Peter Jackson: Yes and probably the only thing I’d throw in, the only thing I’d throw in there, Trey, is that it does correlate to some degree the starts, right? I mean, yes, they’re still using it and they’re not going away from it like Dave was saying, but we don’t want to somehow argue that Truss is going to maintain its volumes when starts are down there. There is a correlation there, but we are seeing growth, we’re seeing secular growth, and so that’s certainly a strong area for us, and I think you heard it in my comments, right? So fourth quarter value-add, we were still favorable even though starts were down more than 16%.

Trey Grooms: Yep. Got it. Makes sense. Thanks for taking the question. I’ll pass it on. Good luck.

David Rush: Thanks Trey.

Operator: Thank you. We’ll take our next question from Matthew Bouley with Barclays. Your line is open.

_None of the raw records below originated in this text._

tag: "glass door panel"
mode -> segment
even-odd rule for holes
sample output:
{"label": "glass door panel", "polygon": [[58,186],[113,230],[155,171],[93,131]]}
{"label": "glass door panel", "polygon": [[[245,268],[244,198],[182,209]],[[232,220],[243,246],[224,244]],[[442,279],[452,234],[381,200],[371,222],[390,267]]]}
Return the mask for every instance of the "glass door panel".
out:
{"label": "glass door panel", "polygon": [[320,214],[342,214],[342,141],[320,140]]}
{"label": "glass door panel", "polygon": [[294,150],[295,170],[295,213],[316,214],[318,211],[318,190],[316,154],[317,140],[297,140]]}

Matthew Bouley: Hey, good morning guys. Thanks for taking the questions and welcome Dave to the earnings call. So first question on, you know, still kind of seeing that gross margin above 30% for the Q1 guide. When we look at the midpoint of your scenarios of that kind of 10% to 11% EBITDA margin for the year, what does that imply about the gross margin beyond Q1? How quickly does it normalize and any color on sort of commodity versus non-commodity gross margins as well would be helpful? Thank you.

Peter Jackson: Thanks, Matt. The storyline for that gross margin number continues to be one of good progress. We’re pleased with what we’ve seen so far, but certainly an open question in terms of where it gets to. So as you highlighted, things have stayed strong in the gross margin line. It is beginning to retrace what we’ve discussed in the past, right, beginning to normalize as the supply chain normalizes. We certainly have performed well. I mean our 30% to 32% gross margin guide for Q1 is certainly well north of what we’ve said historically is our normalized roughly 27% plus gross margin. We’re continuing to see really nice performance and mix up from the value-add component of our business, which we hope for and which we’re expecting.

But as the year progresses, we do anticipate that continuing to trend back towards a normalized level. You know, we’re pretty optimistic about what that looks like, but for now I’m not ready to provide any real guidance in terms of the full year.

David Rush: Yes, the only other thing I’d add Matt is, part of how we’ve managed margin is actually through some of our cost improvement initiatives around manufacturing. We’ve actually improved our board foot per man hour by 22% since the merger. That productivity in Truss allows us and will allow us to compete effectively for share even in a challenging environment. So we’re kind of going at it from all angles and trying to maintain the margin the best we can.